I have Chronic Fatugue Syndrome and Fibromyalgia. The CFS causes my body to react differently to medicine than most.
I was on Hydrocodone and Tramadol for years and it was adequate. Still in a lot of pain, but livable. I was then bounced all around as one pain practice after another wouldn't accept my Medicaid - an HMO type Medicaid.
I finally landed at a great practice who really wanted me to not accept being in pain. I then was on Roxicodone, Ibuproohen and Tramadol ER. I had a few 50 mg Tramadol for breakthrough. I felt better than I had in years. They also gave me injections in my back that helped. Then they stopped accepting my Medicaid.
But one of the doctors started his own practice and I went to him. Three months later he no longer took my Medicaid.
I was referred to only Doctor that treated chronic pain within 90 miles. He freaked out when he saw what I was taking. He took me way back. Cut out all Tramadol and gave me 5 mg of something, can't remember what. I was in agony. I curled up in a ball for a month (when I called their office they told menu had to wait til next visit to ask Doctor anything.)

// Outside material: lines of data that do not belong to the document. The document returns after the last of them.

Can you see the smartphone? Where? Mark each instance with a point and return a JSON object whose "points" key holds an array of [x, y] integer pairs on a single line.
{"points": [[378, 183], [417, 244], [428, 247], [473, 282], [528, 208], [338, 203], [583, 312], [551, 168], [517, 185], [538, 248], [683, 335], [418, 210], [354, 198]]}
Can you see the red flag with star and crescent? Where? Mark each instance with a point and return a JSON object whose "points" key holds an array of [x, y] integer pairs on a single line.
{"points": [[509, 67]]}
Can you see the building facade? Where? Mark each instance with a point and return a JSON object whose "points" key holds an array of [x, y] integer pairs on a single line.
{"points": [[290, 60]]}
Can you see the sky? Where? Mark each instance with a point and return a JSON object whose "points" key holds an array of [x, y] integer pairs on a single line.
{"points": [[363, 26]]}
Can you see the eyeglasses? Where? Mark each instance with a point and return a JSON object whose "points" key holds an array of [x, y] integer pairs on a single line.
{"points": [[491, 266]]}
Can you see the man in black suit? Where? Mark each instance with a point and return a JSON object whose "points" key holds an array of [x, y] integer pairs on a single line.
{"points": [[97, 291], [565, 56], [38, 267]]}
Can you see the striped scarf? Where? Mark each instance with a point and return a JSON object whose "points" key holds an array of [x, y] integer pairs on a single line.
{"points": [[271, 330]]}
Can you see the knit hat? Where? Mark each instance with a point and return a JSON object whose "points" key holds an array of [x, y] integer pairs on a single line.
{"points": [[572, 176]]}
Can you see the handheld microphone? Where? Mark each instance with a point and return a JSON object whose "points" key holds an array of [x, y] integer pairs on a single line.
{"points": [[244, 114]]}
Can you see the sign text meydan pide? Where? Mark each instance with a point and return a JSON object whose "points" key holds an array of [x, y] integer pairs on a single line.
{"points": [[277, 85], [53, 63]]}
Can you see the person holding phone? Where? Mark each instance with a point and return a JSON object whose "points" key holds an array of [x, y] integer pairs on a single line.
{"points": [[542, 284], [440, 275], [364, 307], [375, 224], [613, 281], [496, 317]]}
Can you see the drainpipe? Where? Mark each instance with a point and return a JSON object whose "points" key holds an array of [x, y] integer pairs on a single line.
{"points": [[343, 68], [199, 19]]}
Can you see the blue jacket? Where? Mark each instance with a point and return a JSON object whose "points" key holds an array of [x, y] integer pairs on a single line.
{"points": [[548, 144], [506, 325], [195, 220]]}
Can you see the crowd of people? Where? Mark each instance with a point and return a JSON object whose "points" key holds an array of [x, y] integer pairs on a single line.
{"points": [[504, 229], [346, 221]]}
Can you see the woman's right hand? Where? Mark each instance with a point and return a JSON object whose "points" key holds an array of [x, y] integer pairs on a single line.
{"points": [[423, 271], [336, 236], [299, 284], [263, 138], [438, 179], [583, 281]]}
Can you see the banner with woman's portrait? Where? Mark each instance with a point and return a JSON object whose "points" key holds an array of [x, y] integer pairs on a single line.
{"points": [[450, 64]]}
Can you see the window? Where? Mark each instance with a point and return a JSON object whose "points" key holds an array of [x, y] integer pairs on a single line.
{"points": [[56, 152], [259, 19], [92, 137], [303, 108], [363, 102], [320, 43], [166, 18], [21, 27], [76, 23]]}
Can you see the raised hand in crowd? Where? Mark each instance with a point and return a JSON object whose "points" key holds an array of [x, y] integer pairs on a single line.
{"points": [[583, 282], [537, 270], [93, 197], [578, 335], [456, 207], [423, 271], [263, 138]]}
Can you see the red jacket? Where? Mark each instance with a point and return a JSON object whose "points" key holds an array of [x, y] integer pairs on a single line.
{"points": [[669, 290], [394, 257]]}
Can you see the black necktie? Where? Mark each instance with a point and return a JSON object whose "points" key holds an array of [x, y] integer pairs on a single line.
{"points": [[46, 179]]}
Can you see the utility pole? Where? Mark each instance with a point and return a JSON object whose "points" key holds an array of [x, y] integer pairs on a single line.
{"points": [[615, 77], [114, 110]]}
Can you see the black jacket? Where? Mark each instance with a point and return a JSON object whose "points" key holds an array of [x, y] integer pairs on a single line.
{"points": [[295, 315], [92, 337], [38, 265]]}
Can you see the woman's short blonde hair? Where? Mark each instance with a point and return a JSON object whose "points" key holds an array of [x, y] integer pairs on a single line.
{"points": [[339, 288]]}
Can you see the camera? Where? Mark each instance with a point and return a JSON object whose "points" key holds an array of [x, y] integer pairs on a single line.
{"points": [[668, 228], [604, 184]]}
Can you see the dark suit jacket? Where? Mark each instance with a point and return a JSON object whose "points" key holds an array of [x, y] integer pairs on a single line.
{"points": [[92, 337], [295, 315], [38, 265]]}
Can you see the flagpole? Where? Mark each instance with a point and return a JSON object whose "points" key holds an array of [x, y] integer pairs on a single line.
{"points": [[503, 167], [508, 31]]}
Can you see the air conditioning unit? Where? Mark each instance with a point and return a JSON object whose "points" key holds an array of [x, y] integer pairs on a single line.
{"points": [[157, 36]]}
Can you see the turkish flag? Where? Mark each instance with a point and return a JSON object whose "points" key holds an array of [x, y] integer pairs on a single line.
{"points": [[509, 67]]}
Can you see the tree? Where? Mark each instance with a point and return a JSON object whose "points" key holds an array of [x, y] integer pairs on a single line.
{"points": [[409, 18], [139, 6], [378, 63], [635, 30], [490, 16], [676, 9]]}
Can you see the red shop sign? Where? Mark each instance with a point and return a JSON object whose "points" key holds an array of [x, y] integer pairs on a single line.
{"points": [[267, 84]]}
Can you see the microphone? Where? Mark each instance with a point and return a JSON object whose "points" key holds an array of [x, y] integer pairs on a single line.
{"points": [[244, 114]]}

Thank goodness I had some 50 mg Tramadol stashed up. But I really was thinking it may be good to cut back. After a long time on medicine it's hard to know what's pain from body and pain from medicine dependency. I was hoping my body would kind of detox down to lower levels of pain medicine. But that was not the case.
So, it's been a tortuous six months. Really bed bound and counting minutes til next dosage. I was worked up to Opana ER 10 mg 2x day and IR 20 mg twice a day. Last month, when I got home I saw my IR dosage was back to one x day, even though I had told them I was in a lot of pain. I called office but was told I had to wait til next month to discuss. I then asked them this month and they looked at my chart and said I've always only had once a day. I went to pharmacist afterwards to have him check and he verified that I had been on 2 a day, before the previous month. So I went through extra agony over a mistake on their part.
I am not doing well on Opana which I understand is a strong medicine. But I feel I am in withdrawal almost every hour. My whole body is burning and painful.
I asked if I could go back to Roxicodone and Tramadol and my pain dr got very upset and said no, that didn't make sense as Tramadol was not as strong. He said I needed to get a new pain dr if that is what I want.
I really don't understand why Opana doesn't seem to be doing anything for me but perhaps if anything it's causing withdrawal like pain. Has anyone else had such a (non) reaction to Opana?